Ex-hospital director guilty of sex abuse

A former California state mental hospital director was found guilty Thursday of multiple counts of sexually abusing his adopted son in what prosecutors contend was a pattern of preying on young boys that spanned four decades.

A Superior Court jury convicted 63-year-old Claude Foulk of 31 of 35 counts of sex crimes, including lewd and lascivious acts on a child and sodomy by use of force.

Prosecutors say another 11 men also came forward to claim Foulk molested them as children dating back to 1965, but only the son's case could be prosecuted because of the statute of limitations.

Foulk was fired from his post at Napa State Hospital after his arrest last year.

He could face a maximum sentence of up to 248 years in prison when he is sentenced Feb. 23.

During an emotional weeklong trial, five now-grown men testified that Foulk abused them for years. They recalled how the man they knew as an uncle and foster father bought them pizza and took them up to a mountain cabin before forcing them to engage in sex acts.

One of Foulk's two adopted sons told jurors Foulk abused him from the time he was 9 years old until he was 21, telling him it was how a man shows love.

The Associated Press is not naming the witnesses because it has a policy not to identify alleged victims of sexual abuse.

One of the men said he was overjoyed about the verdict.

"My heart was beating so fast right before she read it," he said. "He'll rot in jail for the rest of his life and that makes me feel so good."

Foulk, who watched the testimony with a blank stare, took the stand in his own defense and denied the allegations.

Foulk worked as a nurse, obtained a master's in business administration and held previous state jobs before working at Napa State Hospital. He was a foster parent to two boys and adopted two sons.

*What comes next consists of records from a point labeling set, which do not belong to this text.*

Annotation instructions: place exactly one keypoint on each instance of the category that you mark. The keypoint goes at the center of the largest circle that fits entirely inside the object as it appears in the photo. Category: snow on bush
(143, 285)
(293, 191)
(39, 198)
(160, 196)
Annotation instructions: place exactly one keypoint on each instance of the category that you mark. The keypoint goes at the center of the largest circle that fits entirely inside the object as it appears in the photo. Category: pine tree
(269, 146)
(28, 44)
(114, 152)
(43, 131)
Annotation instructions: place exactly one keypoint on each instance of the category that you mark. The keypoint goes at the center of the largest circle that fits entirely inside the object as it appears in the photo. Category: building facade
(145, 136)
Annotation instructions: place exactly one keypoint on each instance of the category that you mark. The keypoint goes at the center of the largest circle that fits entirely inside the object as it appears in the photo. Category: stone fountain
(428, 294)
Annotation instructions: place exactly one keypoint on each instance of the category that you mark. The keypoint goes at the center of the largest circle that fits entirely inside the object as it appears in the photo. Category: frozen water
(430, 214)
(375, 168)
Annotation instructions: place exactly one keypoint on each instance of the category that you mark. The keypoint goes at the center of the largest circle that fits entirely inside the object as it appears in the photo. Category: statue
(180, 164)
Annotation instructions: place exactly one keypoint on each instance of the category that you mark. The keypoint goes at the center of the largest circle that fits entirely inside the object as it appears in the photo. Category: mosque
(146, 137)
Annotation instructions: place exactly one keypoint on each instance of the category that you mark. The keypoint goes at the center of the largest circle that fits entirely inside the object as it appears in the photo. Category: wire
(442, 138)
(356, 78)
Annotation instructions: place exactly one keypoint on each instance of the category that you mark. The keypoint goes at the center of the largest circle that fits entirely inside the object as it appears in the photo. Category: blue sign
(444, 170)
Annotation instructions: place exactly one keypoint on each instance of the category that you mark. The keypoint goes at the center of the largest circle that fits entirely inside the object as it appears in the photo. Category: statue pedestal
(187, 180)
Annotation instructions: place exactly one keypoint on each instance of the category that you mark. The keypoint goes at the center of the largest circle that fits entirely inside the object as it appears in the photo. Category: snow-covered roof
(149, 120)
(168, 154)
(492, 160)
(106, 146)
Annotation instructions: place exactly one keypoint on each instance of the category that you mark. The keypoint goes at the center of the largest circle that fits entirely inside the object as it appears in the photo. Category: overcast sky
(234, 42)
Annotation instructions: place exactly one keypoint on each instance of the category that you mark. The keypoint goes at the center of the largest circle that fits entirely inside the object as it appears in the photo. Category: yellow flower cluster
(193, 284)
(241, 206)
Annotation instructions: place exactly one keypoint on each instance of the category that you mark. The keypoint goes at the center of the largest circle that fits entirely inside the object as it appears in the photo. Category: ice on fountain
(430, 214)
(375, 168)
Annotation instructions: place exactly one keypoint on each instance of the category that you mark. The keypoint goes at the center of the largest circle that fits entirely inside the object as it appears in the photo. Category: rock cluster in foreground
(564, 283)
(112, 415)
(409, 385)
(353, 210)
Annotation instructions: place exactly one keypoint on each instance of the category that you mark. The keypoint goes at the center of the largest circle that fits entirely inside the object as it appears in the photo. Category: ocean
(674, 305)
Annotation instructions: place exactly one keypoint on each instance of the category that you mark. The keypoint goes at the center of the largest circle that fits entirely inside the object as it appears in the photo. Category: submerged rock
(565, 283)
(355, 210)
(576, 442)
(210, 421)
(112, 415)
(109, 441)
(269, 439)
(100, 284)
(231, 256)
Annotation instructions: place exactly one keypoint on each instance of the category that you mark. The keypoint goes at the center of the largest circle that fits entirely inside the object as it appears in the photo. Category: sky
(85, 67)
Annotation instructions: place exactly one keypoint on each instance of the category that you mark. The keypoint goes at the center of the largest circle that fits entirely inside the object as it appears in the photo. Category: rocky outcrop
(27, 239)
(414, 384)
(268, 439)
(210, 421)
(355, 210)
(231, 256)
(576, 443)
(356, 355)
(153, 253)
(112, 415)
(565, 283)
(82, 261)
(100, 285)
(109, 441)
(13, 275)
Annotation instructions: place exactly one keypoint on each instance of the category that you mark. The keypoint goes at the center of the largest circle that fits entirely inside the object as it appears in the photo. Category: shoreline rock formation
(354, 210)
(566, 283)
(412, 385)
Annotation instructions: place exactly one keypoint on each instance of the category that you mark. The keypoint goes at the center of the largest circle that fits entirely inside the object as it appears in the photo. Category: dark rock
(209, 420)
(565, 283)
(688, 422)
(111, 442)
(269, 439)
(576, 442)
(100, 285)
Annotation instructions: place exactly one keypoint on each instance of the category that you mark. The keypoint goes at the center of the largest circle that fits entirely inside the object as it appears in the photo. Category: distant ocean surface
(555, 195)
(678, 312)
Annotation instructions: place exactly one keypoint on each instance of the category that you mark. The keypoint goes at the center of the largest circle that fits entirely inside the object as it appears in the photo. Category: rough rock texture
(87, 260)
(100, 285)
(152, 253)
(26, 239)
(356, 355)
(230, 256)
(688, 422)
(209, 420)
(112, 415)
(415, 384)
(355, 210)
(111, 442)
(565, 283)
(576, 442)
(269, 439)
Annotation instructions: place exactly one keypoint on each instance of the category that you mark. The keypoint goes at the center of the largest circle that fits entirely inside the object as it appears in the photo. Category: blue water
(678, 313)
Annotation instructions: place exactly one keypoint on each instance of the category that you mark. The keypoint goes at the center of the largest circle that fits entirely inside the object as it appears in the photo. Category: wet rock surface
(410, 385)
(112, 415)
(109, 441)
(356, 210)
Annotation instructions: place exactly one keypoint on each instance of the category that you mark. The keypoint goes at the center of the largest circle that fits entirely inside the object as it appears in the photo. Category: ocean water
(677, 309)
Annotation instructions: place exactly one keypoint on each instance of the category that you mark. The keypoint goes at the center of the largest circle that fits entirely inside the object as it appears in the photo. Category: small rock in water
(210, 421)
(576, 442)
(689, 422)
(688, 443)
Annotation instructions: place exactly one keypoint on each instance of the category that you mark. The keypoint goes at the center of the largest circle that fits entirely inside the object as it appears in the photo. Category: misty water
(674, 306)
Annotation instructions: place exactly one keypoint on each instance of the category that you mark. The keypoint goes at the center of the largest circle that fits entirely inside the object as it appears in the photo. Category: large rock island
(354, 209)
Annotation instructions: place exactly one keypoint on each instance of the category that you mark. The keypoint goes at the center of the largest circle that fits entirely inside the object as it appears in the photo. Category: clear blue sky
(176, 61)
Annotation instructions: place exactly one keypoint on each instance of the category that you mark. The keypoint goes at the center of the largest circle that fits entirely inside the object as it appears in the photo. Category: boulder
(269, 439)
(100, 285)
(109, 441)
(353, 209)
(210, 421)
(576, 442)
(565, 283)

Prosecutor Danette Gomez argued that Foulk used the foster care system to acquire boys to meet his insatiable sexual appetite, knowing they had no parents to turn to.

She said the years of horrific abuse led the boys to turn to alcohol and drugs and have trouble forming lasting relationships.

Foulk's attorney Richard Poland said Foulk's son, whose testimony was the heart of the case, had a history of lying. He also argued there was a lack of physical evidence, noting there were no medical reports or photographs to back up the allegations.

The investigation into Foulk was sparked when someone reported sexual abuse to police after learning Foulk was head of Napa State Hospital.